What Happened To The Boy Whom H,itler Awarded The Iron Cross? German Child Soldiers

German student Kurt Gruber created the Hitler Youth in 1926. At first it looked like a club of boy scouts. Children between the ages of 10 to 18 years who loved Nazism, carry out a lot of physical activity, lead a life in the open air and in the future receive military training.



At the beginning there were 1,000 boys. In 1927 there were 12,000. By 1930 they numbered 25,000, and on the night of October 1, 1932, the first assembly of the Hitler Youth was held at the Potsdam Stadium, where Adolf Hitler spoke. The following day there was a youth parade that lasted seven and a half hours.


When Hitler came to power in 1933 the members of the Hitler Youth reached 107,956. It was still low a number. A year later their numbers exceeded 2,300,000, and their ranks kept growing even further. On December 1, 1936, the Reich government enacted a law according to which all German youth within the confines of the Reich were included in the Hitler Youth. Young people, in addition to the education they received at home with their parents and at school, would be educated there "both physically, intellectually and morally."

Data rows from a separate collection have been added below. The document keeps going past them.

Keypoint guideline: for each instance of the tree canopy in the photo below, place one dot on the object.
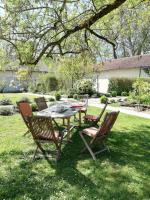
(37, 29)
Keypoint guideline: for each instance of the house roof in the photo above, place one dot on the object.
(124, 63)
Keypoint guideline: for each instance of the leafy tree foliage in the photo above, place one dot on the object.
(36, 29)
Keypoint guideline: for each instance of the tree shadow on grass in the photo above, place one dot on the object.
(38, 180)
(77, 176)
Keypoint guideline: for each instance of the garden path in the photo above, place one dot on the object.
(95, 103)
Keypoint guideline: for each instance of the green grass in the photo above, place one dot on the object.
(16, 96)
(122, 174)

By 1938 there were already 7,000,000 members, and in 1940, the Hitler Youth counted 8,000,000 children and young adults. A fundamental moment for them occurred every Wednesday at 20.15. The members of the Hitler Youth (even the youngest ones, 10 years old) had to listen to the radio broadcast of the "Youth Nation Hour," which was broadcast with religious punctuality by all German broadcasting stations simultaneously.

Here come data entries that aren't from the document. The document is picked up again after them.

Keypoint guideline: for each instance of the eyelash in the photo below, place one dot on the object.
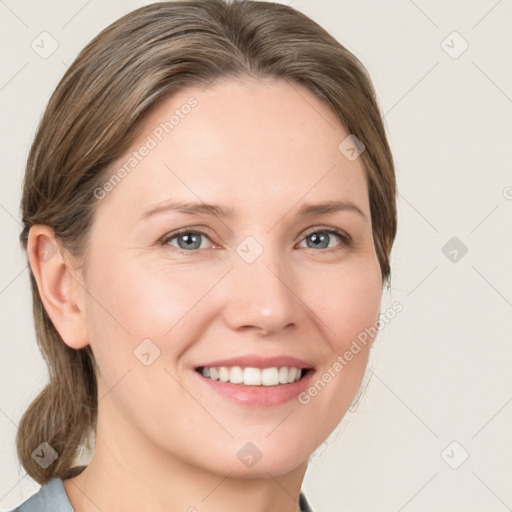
(345, 239)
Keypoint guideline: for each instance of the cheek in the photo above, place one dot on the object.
(348, 302)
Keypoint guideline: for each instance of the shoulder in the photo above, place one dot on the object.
(51, 497)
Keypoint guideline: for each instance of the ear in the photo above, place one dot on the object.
(59, 284)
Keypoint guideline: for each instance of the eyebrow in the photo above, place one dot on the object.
(201, 208)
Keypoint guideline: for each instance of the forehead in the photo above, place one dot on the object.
(258, 143)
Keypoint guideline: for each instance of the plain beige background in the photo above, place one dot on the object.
(440, 389)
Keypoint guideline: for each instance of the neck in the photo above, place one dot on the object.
(130, 473)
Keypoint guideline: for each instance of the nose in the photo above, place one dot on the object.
(261, 295)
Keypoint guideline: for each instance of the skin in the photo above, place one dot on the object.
(164, 443)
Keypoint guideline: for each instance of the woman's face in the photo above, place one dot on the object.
(263, 287)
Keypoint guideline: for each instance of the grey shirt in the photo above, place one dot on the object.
(52, 497)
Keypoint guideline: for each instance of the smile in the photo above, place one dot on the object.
(249, 376)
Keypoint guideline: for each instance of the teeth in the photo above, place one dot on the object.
(253, 376)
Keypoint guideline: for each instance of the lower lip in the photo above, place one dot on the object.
(258, 396)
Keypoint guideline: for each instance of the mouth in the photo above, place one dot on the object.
(256, 382)
(250, 376)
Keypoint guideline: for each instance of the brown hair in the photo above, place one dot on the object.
(95, 113)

Fast forward in time. The year was 1945 and the war was lost by Nazi Germany. The Russians were in the vicinity of Berlin and the end could be tasted in the air along with the smell of gunpowder, death and resignation.

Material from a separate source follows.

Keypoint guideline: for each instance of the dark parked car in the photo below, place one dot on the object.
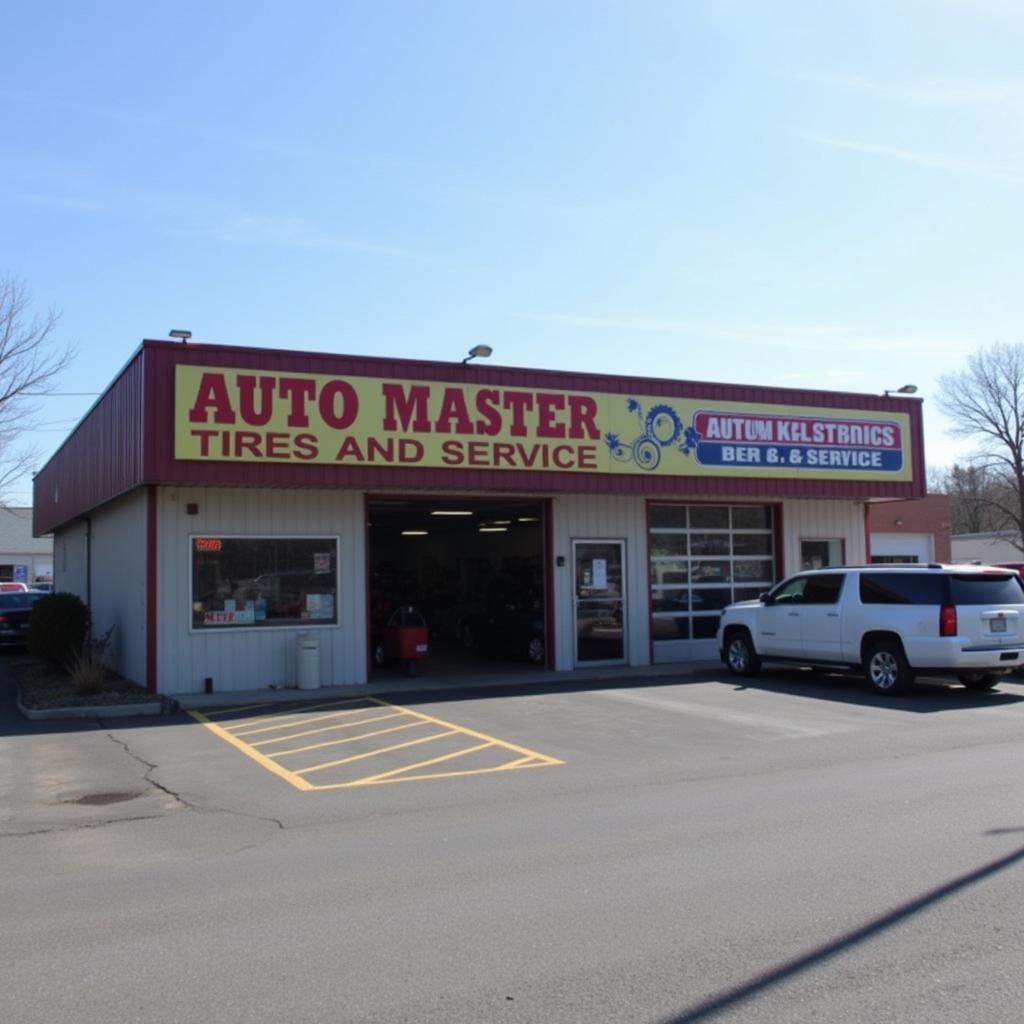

In 1944, Hitler was counting on an elite group: "the Werwolf." A secret group formed by the combat section of the Waffen-SS. They had only one mission: to resist the advance of the Allied forces at all costs. Their training was based on guerrilla tactics. But the fearsome Waffen-SS, in 1945, were almost exterminated and for that reason Hitler gave the order that children who at most reached 14 years, would become soldiers of the Werwolf.



There is an image that can't be unseen; Hitler coming out of his bunker, a day before his suicide. The cold hit hard in Berlin. The Nazi hierarchy fell apart and a small troop formed. The small troop was not metaphorical. They were children in a row, some shivering. Others, in their firm position, could not prevent the water from running down slowly through the nostrils, denoting an uncured cold.